La Borsa di questi settimane è stata la cartina tornasole dello stato d’animo dell’economia dall’avvio della crisi geopolitica. Le società quotate esposte commercialmente sulla Russia sono penalizzate, ma non solo loro. Pensavamo di essere finalmente fuori dalla grande crisi pandemica, di aver incontrato e gestito il nostro cigno nero, mostrando grande resilienza. Le aziende avevano ripreso a lavorare a ritmi quasi pre covid, i dati Istat ci rincuoravano dandoci previsioni ottimistiche con il segno più, ma la invasione della Russia in Ucraina ha nuovamente rimesso tutto in discussione.

A soffrirne maggiormente sono sicuramente le attività energivore che si ritrovano ora a dover fronteggiare la incertezza dei rincari dell’energia e il rischio del loro approvvigionamento. La Borsa elettrica è ai massimi storici: il prezzo pagato alle società elettriche, come scrive il Sole 24ORE, è arrivato a un primato di 688,58 euro per mille chilowattora. Se pensiamo che nel 2021 era a 125 euro per mille chilowattora, ci rendiamo conto del problema. 

Non solo: iniziano le difficoltà per l’approvvigionamento delle materie prime come grano, carbone, fertilizzanti o la ghisa. Quest’ultima arriva per il 20% dalla Russia che insieme a Kiev fanno il 53% dell’export. L’Italia è alla ricerca di oltre cinque milioni di tonnellate di forniture. Eppure, nel 2021 nonostante la pandemia, il nostro Paese aveva chiuso 12 mesi di grande crescita; nel settore del private equity e dell’M&A, per esempio, secondo i dati di Kpmg, si erano registrate 1.165 operazioni per 97,8 miliardi di euro. Eravamo tornati su livelli di attività confacenti alla struttura della nostra economia. Il 2021 è stato caratterizzato da un clima di fiducia, vuoi per la consapevolezza che stavamo uscendo dalla crisi pandemica, vuoi per l’arrivo dei fondi dati dal Pnnr. In tale contesto, grande attenzione si era posta verso le operazioni di fusione e acquisizione da parte degli operatori, soprattutto dopo un 2020 caratterizzato da un pesante stato di incertezza. La liquidità presente sul mercato era solo in attesa di essere investita. 

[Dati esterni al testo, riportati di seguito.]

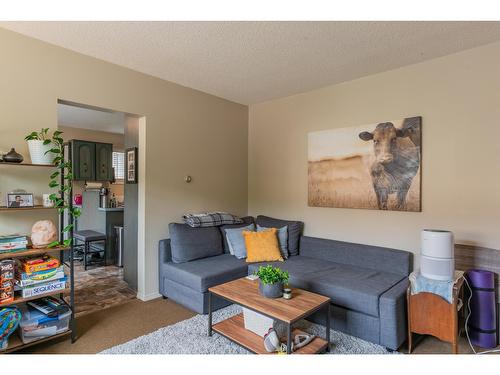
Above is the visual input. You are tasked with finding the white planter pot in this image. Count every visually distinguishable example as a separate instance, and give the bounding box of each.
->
[28,139,55,164]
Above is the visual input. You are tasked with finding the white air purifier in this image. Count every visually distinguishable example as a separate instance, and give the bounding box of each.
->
[420,229,455,281]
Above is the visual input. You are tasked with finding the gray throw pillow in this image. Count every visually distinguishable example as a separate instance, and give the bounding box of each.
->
[256,215,304,256]
[257,224,288,259]
[224,224,255,259]
[168,223,224,263]
[219,216,255,254]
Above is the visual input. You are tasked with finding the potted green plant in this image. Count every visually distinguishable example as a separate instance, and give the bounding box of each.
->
[255,265,290,298]
[24,128,54,164]
[45,129,81,247]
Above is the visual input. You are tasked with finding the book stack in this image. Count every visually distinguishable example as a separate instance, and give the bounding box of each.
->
[15,255,66,298]
[0,234,28,254]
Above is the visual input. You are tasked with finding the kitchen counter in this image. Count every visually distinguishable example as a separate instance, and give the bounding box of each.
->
[97,207,123,212]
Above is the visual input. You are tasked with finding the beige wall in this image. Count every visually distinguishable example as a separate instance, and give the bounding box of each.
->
[0,29,248,298]
[249,43,500,266]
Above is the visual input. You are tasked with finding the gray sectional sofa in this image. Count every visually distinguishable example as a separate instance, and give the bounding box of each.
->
[159,216,413,350]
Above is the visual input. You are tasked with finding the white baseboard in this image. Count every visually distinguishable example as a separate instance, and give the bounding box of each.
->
[137,292,161,302]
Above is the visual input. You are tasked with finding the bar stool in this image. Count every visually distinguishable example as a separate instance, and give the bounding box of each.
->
[73,230,107,271]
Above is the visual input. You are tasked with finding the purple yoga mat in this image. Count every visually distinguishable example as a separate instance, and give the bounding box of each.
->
[466,270,497,348]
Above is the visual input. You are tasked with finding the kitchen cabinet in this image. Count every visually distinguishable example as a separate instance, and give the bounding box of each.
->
[71,139,113,181]
[95,143,113,181]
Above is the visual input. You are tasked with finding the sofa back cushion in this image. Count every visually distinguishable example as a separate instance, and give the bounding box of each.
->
[168,223,223,263]
[300,236,413,276]
[256,215,304,255]
[224,223,255,259]
[219,216,255,254]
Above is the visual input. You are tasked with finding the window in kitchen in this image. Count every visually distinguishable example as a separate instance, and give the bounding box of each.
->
[113,151,125,182]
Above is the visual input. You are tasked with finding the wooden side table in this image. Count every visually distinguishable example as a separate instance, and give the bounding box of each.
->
[406,277,465,354]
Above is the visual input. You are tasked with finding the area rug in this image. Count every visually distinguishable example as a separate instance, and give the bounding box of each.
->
[100,305,397,354]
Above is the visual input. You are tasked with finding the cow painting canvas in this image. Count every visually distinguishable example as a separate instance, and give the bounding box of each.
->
[308,117,422,211]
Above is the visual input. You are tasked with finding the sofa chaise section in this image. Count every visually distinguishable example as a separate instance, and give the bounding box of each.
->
[159,239,247,314]
[299,237,413,350]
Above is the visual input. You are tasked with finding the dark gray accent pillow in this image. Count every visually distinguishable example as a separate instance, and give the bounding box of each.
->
[256,215,304,255]
[168,223,223,263]
[219,216,255,254]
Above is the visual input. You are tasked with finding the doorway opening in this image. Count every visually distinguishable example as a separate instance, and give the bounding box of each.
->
[57,100,139,315]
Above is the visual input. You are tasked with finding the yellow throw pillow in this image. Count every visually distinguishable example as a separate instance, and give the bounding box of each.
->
[242,228,283,263]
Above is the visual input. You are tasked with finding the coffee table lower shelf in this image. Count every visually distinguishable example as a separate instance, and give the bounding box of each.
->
[212,314,327,354]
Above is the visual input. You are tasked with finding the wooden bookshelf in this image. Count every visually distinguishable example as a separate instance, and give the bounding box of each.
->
[0,246,69,260]
[0,205,56,211]
[0,288,70,307]
[0,329,71,353]
[0,161,55,168]
[0,148,76,354]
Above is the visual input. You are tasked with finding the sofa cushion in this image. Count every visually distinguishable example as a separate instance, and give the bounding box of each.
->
[224,224,255,259]
[256,215,304,255]
[257,225,288,259]
[219,216,255,254]
[248,256,335,278]
[168,223,223,263]
[248,255,404,316]
[294,264,403,316]
[162,254,247,293]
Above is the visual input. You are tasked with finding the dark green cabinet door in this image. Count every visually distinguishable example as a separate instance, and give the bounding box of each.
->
[72,140,95,181]
[95,143,113,181]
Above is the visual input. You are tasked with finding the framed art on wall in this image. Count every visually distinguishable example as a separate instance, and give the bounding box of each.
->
[308,117,422,212]
[7,193,34,208]
[125,147,137,184]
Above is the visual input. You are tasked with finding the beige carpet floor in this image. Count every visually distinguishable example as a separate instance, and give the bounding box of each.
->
[19,298,496,354]
[18,298,195,354]
[70,262,137,316]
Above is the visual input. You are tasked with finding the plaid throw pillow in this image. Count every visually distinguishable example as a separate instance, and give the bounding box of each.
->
[182,212,243,228]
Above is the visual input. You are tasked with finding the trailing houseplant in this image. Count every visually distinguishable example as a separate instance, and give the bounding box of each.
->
[255,265,290,298]
[26,128,81,247]
[24,128,54,164]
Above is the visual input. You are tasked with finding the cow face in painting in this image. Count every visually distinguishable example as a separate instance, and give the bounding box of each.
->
[359,118,420,210]
[359,122,408,164]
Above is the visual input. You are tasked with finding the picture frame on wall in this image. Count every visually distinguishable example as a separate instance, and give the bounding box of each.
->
[125,147,138,184]
[7,193,35,208]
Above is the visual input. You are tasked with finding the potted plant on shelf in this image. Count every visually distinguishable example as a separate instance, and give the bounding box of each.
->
[255,265,290,298]
[24,128,56,164]
[41,129,81,247]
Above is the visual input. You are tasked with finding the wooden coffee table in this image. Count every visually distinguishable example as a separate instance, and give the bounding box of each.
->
[208,277,330,354]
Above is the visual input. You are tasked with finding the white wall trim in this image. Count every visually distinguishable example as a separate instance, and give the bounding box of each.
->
[137,117,146,301]
[137,292,161,302]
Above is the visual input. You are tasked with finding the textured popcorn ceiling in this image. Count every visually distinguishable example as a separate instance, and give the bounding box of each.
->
[0,22,500,104]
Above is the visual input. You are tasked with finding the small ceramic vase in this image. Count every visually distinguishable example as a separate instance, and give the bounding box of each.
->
[3,148,24,163]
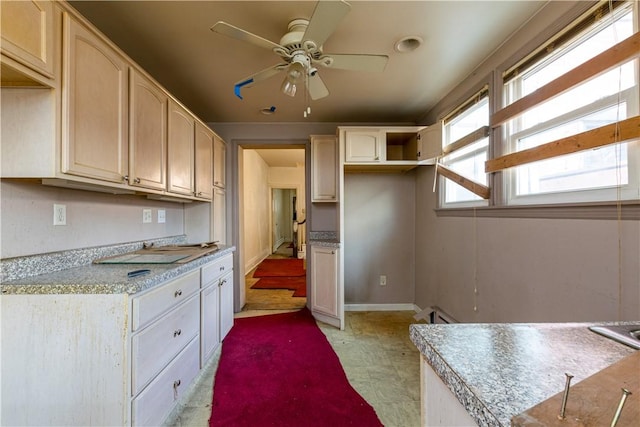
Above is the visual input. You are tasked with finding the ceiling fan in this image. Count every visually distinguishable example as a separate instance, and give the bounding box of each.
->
[211,0,389,100]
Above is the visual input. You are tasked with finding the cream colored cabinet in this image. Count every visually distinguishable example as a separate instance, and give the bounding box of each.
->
[195,122,214,200]
[0,268,205,426]
[213,137,227,188]
[167,100,195,196]
[129,68,169,190]
[0,0,57,84]
[200,255,233,366]
[62,15,129,183]
[212,187,227,245]
[309,244,344,329]
[311,135,338,202]
[344,129,386,162]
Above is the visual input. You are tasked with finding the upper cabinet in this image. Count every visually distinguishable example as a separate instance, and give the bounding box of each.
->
[0,1,225,201]
[311,135,338,202]
[62,15,129,183]
[167,100,195,196]
[0,0,59,86]
[129,68,169,190]
[339,126,441,172]
[195,122,214,200]
[213,136,227,188]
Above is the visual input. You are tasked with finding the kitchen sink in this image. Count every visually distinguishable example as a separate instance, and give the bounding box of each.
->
[589,323,640,350]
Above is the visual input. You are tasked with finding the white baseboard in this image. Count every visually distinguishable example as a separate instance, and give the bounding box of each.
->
[344,303,421,313]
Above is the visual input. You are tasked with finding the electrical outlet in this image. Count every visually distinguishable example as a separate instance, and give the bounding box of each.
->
[142,209,153,224]
[53,205,67,225]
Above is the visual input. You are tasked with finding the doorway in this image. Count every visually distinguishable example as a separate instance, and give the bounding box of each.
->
[236,145,309,311]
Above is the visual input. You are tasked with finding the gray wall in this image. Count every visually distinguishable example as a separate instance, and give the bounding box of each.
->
[415,2,640,322]
[416,167,640,322]
[0,180,189,258]
[343,172,416,304]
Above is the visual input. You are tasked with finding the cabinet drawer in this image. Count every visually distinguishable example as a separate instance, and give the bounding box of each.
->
[131,338,199,426]
[131,270,200,332]
[131,295,200,396]
[201,255,233,288]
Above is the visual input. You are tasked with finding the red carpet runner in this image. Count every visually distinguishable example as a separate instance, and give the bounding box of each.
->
[209,308,382,427]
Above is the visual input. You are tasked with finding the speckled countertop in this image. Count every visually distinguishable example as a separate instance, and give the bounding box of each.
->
[0,246,235,295]
[410,322,636,426]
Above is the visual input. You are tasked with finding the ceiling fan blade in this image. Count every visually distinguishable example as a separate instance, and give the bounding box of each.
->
[307,73,329,101]
[302,0,351,47]
[235,63,289,87]
[211,21,282,50]
[319,54,389,72]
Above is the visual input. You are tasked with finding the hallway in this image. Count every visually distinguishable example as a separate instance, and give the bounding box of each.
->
[242,242,307,313]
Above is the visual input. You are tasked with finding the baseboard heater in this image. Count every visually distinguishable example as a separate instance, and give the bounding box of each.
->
[413,306,458,324]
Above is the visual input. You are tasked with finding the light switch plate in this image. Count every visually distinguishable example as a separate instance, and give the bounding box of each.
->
[142,209,153,224]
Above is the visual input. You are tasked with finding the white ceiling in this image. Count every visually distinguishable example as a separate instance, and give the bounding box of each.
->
[70,0,546,123]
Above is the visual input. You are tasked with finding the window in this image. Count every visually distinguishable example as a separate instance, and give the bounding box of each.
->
[440,87,489,207]
[503,2,640,204]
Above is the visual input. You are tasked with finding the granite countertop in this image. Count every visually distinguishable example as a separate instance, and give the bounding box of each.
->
[410,322,636,426]
[0,246,235,295]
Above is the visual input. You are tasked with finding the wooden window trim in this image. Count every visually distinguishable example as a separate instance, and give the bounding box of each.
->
[491,32,640,128]
[436,163,491,200]
[442,126,491,154]
[485,116,640,173]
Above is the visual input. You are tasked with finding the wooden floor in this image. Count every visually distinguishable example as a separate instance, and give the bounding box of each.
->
[242,242,307,314]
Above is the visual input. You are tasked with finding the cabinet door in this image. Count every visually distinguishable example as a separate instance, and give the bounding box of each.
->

Lato private capital è andata anche meglio: le operazioni registrate dell’Osservatorio Pem – Private equity Monitor sono state ben 387 nel 2021, un record mai raggiunto fino a oggi, segno evidente che il nostro tessuto imprenditoriale è sano e può crescere grazie alla spinta di capitali freschi che incontrano piani industriali ambiziosi e competenze per realizzarli. I primi due mesi del 2022 sono andati benissimo, in continuità col 2021. La mappatura del centro della Liuc Business School ha fotografato 52 investimenti tra gennaio e febbraio in Italia a fronte delle 45 operazioni nello stesso periodo del 2021. Un numero veramente significativo per il nostro mercato, indice di vivacità degli operatori domestici, ma anche di una continua attrazione di fondi internazionali. 

Eravamo pronti a un anno di grande crescita e ripartenza e ora ci troviamo nuovamente ai blocchi di partenza. Sarà interessante leggere i dati di marzo e aprile, per vedere se il settore del private equity, caratterizzato da una visione di medio periodo, sarà capace di continuare ad investire agli stessi ritmi. Gli operatori, del resto, si trovano oggi concentrati ad affiancare i manager delle imprese che hanno in portafoglio e a riformulare, dove necessario, i piani. Gli investitori di private equity in questo momento lavorano per mantenere efficienti le aziende in cui hanno investito. Le società che hanno rapporti con fornitori o clienti russi, hanno i contratti congelati e operano con orizzonti temporali incerti. Alcune voci di conto economico, a partire dal costo delle materie prime e della energia sono scarsamente prevedibili. La forza di avere un socio così aiuta molto. Difficile fare delle previsioni, non sarà veloce né semplice superare questa crisi, ma una nuova normalità è sempre possibile e sarà più facile per quelle aziende che si sono rafforzate nel capitale e che hanno aperto la loro compagina azionaria a questi partner finanziari, che non le lasceranno sole.